Angel versus Venture Capital

Angel versus Venture Capital

Whether you’re looking for investment as an entrepreneur or you’re looking to invest in a startup, you may be wondering which type of investor you need. There are two main type of investors – angel and venture capitalists – but what exactly does each mean and which one is right for you?

We take a look at the pros and cons of both to help you decide:


Angel investors tend to be individuals, or groups of individuals banding together, who choose to invest their own money into a business. Angels generally invest less money than venture capitalist – usually £1 million or less. However some angels are willing to go higher, but usually not more than £3 million.

Often, these type of investors are entrepreneurs themselves or “retired” entrepreneurs who have a lot of experience with starting, running and growing a business. The reason they invest in a business is that they see potential and want to help, not only fund it, but also provide advice to get the startup growing.

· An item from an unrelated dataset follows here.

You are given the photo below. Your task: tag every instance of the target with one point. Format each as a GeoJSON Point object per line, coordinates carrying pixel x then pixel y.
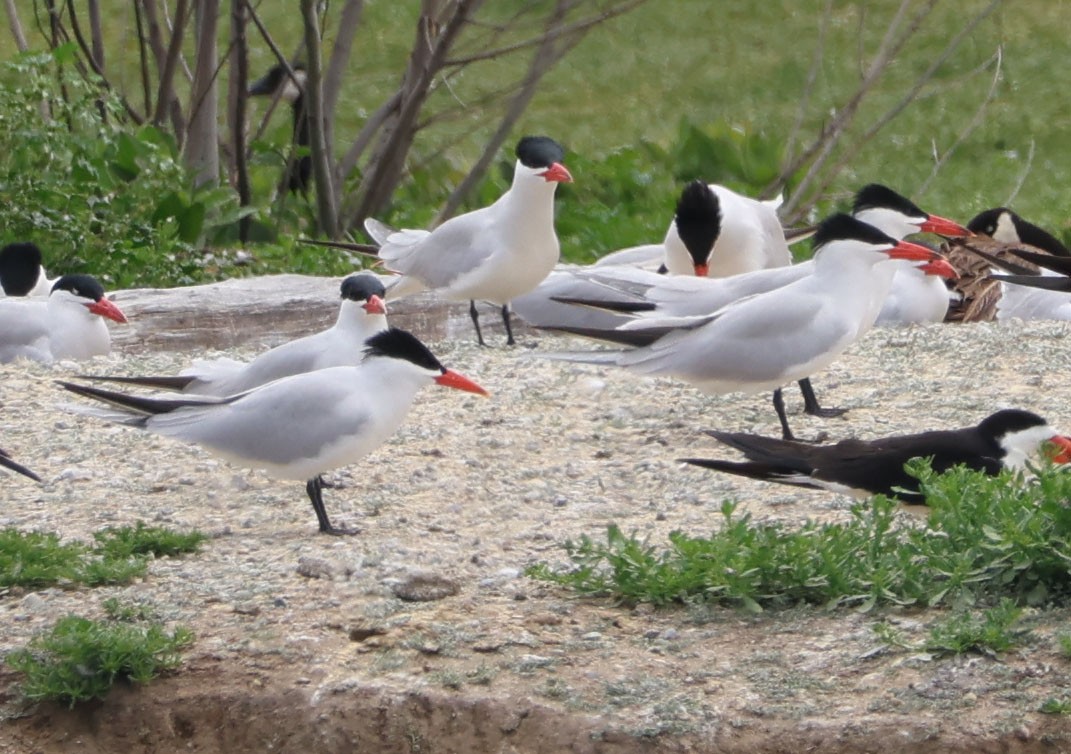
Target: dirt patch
{"type": "Point", "coordinates": [308, 643]}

The degree of involvement angels expect to have in your business can vary depending on the investor and what you as the company owner wants. Some assume they’ll be actively involved, while others prefer a hands­off approach. In either case, find one who will help you benefit from their advice and experience, but also works well with your company structure.

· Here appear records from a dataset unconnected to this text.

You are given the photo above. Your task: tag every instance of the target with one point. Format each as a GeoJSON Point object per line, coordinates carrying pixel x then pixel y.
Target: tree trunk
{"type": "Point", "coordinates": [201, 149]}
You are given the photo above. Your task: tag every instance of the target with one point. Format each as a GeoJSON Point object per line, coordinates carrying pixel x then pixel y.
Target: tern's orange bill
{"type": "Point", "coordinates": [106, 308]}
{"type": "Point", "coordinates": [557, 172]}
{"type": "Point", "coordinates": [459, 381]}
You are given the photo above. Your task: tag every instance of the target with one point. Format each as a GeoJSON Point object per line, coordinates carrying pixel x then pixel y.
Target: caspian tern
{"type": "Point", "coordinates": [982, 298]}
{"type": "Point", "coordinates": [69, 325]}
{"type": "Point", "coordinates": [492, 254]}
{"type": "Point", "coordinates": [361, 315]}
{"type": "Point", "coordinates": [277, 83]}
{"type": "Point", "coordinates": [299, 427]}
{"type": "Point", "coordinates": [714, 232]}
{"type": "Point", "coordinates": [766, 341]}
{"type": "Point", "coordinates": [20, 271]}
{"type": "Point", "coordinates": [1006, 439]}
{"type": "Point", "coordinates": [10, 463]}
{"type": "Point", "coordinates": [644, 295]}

And lastly, angels are looking to make money from their investments, and expect a high rate of return. However, in addition to looking at your numbers, they are more likely than VCs to be persuaded by your commitment to your business, or the simple desire to help your company succeed.


In comparison to angel investors, venture capitalists are institutional investors. They manage other people’s money and invest it into business ventures. VCs are responsible to the clients whose money they’re managing – not to themselves.

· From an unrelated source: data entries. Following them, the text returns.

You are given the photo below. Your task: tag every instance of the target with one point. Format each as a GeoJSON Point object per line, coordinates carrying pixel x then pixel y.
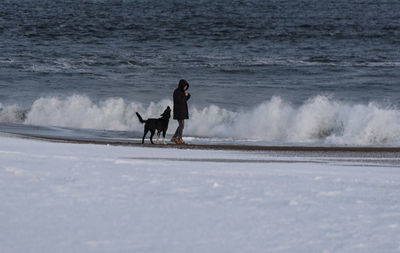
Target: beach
{"type": "Point", "coordinates": [69, 197]}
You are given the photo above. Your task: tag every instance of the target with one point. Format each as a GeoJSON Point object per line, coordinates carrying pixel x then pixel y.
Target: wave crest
{"type": "Point", "coordinates": [321, 119]}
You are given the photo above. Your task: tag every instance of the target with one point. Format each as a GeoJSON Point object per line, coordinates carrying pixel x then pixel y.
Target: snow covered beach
{"type": "Point", "coordinates": [62, 197]}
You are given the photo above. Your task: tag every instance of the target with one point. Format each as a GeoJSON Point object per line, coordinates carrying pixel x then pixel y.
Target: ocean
{"type": "Point", "coordinates": [268, 72]}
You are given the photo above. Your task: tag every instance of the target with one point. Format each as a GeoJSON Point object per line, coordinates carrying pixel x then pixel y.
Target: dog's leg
{"type": "Point", "coordinates": [151, 136]}
{"type": "Point", "coordinates": [158, 136]}
{"type": "Point", "coordinates": [144, 135]}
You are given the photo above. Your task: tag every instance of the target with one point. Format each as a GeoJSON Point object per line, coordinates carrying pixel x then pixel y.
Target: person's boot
{"type": "Point", "coordinates": [181, 142]}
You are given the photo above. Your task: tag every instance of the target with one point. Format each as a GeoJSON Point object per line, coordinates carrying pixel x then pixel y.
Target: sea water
{"type": "Point", "coordinates": [306, 71]}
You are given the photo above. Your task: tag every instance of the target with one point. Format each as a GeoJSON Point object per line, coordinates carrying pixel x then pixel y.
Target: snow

Because they are dealing with money from many investors, VCs can make larger investments than angels. If you are looking for £3 million or more, getting this amount from an angel investor will be much more difficult than getting it from a VC.

VCs are also in a better position to provide multiple rounds of funding as your company grows. If you know you’ll need more than one round, creating relationships with VCs can be very valuable.

In terms of their direct involvement in your startup, VCs always want to put their own management team in place, and you will need to give up a greater degree of control than you might with an angel investor. VCs often think bigger than angels and if your business has the potential to scale huge, and you can prove it, pitch to VCs first.